We also found no benefits in using anti-clotting medications or blood thinners for patients with moderate COVID-19 cases who recovered at home. This was the ACTIV-4 “pre-hospital” trial. Fortunately, the number of patients with milder COVID-19 cases who required hospitalization after infection was low in this trial – regardless of which one of four treatments they were randomly assigned to receive: aspirin, a lower or higher dose of blood thinners, or no treatment at all. Since we found no difference in adverse outcomes among these groups, we stopped the trial early.
What research is underway right now?
Now that we’ve assessed how anti-clotting medications and blood thinners help people recover from COVID-19 in the hospital or at home, we’re evaluating how these therapies may help patients after they leave the hospital. These are the ACTIV-4 convalescent studies. We’re also seeing if these treatments can support patients who experience long-term or lingering effects of COVID-19.
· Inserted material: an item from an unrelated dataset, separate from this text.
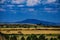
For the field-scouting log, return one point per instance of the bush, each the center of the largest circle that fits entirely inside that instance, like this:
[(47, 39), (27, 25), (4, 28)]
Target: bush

What about preventing infections and severe inflammation?
Through the ACTIV-4 host tissue trials, researchers are trying to determine if a few different drugs can alter how a person’s immune system responds to the coronavirus. Specifically, these studies are looking at how treatment can interfere with the virus’s ability to attach to angiotensin-converting enzyme (ACE2) receptors, a kind of cellular doorway for infection. Will these treatments lock that door or put up barricades that prevent extreme inflammation, including clotting? That’s what we aim to find out. Another anti-inflammatory agent called fostamatinib, which has been used to alter extreme immune responses in immune thrombocytopenia, a rare bleeding disorder, is also part of that “blockade study.”
What results are you looking forward to learning about?
Throughout ACTIV-4 research, we’ve studied how therapies help patients in the hospital, before they get to the hospital, after they leave the hospital, and now before infection. The post-hospital and blockade studies are ongoing, but we haven’t stopped looking at how to advance therapies for patients who require hospital care.
One ACTIV-4 inpatient study, which we’re calling version 1.1, assesses how inhibiting the earliest stages of inflammation may alter severe COVID-19 outcomes. So far, we found that adding a P2Y12 antiplatelet drug to standard of care [blood thinners and heparin] didn’t impact patients at the hospital who were not in intensive care. However, we’re now trying to find out if this treatment strategy may help patients recover faster in the intensive care unit.
Additional research is exploring how repurposing two anti-inflammatory drugs may also help intensive care patients. One drug, crizanlizumab, is currently used to reduce inflammation in patients with sickle cell disease. Another is an anti-inflammatory treatment used for kidney and metabolic conditions. Prior research has shown these drugs are safe. Now, through an ACTIV-4 inpatient study we’re calling version 1.2, we’re seeing if adding these therapies to standard of care is effective.
What can the public learn from adaptive trials?
You just have to go step by step. And we’re still learning. What I’ve explained so far is what we know at this point in time. With any research, if you find a benefit, fantastic. But if you don’t find a benefit, it saves you from having to go back in that direction in future trials. So far, we’ve seen it all. We’ve had positive benefits. We’ve had no benefits. We’ve had mild or neutral benefits. With these new ACTIV-4 arms coming on, we’re hopefully going to learn something about the biology of this particular virus and the way to interfere with its ability to cause disease.